Où notre héros, assis de bon matin devant son ordinateur, fait une découverte surprenante et peut-être kafkaïenne

Les Enfants des égouts (2), par Ahmed Yahia Messaoud

Ecrit par Ahmed Yahia Messaoud , le Mardi, 15 Mars 2016. , dans Ecrits suivis, Ecriture, Nouvelles, La Une CED

 

Je riais beaucoup, je parlais beaucoup, je faisais rire beaucoup, j’écoutais beaucoup, j’acceptais beaucoup je laissais passer beaucoup, je buvais beaucoup… Mais le fond était pourri. J’étais un raté sublime, à 20 ans nul n’était là pour moi, il y avait l’abime et j’avais sauté.

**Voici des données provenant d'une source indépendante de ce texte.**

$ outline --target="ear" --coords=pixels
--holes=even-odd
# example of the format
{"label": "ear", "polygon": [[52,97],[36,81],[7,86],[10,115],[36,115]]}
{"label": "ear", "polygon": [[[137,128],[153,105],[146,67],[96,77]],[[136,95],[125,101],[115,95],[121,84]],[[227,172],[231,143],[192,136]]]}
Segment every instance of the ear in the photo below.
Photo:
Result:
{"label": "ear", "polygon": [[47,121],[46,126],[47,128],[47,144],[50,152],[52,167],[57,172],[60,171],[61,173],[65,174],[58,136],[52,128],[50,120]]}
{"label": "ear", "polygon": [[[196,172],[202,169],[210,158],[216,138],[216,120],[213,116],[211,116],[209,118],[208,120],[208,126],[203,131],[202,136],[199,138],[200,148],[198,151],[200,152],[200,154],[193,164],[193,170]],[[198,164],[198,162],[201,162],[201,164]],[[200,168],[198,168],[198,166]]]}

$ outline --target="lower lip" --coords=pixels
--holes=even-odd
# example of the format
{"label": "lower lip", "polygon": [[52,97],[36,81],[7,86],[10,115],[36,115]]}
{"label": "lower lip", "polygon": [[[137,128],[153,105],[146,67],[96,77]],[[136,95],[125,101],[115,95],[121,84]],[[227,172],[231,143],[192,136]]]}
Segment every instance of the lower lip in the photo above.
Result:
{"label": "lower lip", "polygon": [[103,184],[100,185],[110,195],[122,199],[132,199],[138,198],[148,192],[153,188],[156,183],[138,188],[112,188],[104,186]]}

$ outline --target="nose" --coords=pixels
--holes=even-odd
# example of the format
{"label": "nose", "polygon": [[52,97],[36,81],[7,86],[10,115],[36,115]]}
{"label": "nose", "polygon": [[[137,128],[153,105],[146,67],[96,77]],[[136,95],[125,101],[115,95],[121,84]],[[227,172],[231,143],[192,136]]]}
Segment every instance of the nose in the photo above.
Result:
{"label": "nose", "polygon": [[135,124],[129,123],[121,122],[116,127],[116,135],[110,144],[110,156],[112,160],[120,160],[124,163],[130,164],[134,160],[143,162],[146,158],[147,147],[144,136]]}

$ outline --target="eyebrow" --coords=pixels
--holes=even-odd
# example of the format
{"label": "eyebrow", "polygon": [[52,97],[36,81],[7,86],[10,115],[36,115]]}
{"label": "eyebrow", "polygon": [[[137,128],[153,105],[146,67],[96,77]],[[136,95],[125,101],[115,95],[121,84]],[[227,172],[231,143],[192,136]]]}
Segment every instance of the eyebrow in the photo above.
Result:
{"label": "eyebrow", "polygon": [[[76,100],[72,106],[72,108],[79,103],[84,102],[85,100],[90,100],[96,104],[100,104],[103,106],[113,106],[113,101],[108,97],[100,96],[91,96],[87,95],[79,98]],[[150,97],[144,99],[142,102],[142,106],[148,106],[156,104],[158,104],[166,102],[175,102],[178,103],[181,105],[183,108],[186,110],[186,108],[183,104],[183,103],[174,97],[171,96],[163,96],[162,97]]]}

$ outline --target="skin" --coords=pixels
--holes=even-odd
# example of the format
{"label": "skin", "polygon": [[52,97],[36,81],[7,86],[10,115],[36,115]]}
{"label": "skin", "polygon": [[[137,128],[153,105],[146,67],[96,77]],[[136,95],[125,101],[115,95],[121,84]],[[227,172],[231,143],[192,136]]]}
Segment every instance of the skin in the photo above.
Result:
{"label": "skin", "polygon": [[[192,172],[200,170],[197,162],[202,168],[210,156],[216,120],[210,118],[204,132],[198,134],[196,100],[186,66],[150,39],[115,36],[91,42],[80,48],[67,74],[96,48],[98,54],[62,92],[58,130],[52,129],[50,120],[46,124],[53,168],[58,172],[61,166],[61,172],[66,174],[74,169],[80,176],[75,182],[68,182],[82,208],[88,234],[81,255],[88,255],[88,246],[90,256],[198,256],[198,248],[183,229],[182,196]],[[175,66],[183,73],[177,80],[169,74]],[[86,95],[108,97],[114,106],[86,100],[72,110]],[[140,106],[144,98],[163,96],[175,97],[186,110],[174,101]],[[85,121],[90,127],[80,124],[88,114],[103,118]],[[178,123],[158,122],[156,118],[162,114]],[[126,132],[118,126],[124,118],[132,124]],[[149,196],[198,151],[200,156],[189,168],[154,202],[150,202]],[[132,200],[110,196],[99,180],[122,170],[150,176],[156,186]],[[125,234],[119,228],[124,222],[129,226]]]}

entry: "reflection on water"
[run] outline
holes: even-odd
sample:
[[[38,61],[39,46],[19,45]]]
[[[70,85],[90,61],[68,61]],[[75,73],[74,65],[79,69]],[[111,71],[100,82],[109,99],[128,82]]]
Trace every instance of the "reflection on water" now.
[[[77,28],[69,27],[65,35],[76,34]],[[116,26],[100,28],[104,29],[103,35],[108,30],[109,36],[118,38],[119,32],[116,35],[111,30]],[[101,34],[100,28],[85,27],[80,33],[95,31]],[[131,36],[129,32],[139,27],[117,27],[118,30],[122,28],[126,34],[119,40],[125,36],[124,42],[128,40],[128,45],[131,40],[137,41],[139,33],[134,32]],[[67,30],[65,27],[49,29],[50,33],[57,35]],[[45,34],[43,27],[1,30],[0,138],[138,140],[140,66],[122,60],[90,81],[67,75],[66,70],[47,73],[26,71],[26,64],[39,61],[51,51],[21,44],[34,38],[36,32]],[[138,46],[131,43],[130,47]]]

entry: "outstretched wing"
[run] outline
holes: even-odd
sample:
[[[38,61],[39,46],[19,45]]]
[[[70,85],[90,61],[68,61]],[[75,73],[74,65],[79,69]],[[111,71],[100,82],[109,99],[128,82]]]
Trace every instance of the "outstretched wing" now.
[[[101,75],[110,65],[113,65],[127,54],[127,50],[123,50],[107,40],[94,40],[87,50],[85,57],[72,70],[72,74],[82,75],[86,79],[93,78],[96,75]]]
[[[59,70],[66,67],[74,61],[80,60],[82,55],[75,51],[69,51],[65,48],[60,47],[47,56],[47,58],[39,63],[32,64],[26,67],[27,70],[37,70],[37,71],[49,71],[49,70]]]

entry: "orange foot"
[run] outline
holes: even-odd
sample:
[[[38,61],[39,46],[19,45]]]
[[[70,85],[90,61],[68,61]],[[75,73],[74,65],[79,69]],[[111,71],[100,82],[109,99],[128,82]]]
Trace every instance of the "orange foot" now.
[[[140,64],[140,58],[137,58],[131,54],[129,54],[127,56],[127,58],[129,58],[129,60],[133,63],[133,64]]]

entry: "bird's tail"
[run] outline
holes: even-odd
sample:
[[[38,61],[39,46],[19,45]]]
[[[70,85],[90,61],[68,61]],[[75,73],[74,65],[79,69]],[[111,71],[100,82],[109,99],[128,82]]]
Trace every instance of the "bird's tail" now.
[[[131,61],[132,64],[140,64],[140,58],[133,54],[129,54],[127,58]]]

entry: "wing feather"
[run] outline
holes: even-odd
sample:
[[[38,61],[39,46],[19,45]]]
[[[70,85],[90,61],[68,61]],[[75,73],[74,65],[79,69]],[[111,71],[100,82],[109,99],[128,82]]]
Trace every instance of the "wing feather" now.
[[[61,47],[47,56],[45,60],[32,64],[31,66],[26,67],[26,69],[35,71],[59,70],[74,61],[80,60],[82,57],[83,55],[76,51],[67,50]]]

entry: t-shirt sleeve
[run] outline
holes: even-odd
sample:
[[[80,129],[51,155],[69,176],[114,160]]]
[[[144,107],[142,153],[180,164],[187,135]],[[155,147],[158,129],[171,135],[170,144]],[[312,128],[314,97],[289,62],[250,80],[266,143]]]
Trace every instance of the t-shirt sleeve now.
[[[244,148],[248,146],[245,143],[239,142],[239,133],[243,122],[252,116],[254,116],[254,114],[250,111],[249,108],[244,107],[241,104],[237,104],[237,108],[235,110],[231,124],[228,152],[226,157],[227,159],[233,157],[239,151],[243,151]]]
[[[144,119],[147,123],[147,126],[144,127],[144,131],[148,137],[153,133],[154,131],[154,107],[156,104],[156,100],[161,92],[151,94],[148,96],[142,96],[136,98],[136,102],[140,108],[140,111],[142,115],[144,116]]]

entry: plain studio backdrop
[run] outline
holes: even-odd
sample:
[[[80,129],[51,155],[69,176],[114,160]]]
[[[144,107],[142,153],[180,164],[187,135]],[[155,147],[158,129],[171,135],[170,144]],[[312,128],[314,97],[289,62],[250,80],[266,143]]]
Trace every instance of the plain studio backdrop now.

A présent tout le monde veut un bout de moi. Je dois faire attention à mes bouts.

Elle sauta du lit, remplissant la chambre d’un cri : – Vous êtes tous pareils, de la merde.

Elle me traitait de 40 millions d’Algériens. J’étais pour elle le tout le monde adorable, la horde au singulier. Elle me qualifiait de ce tout, qui lui semblait homogène. Elle ne savait plus pleurer sa rivière, et je ne savais plus l’entendre le faire, elle me dévisageait de son regard de femme triste, un regard court, mais généreux. Je voyais la femme dégradée, qui luttait, qui s’accrochait à un « JE », un rien qui survivait, admirable pourtant ! Elle était la femme de chacune de mes phrases.

– C’est bête ce genre de trucs, me disait-elle souvent.

– Tout est bête quand on réfléchit, répondais-je à chaque fois.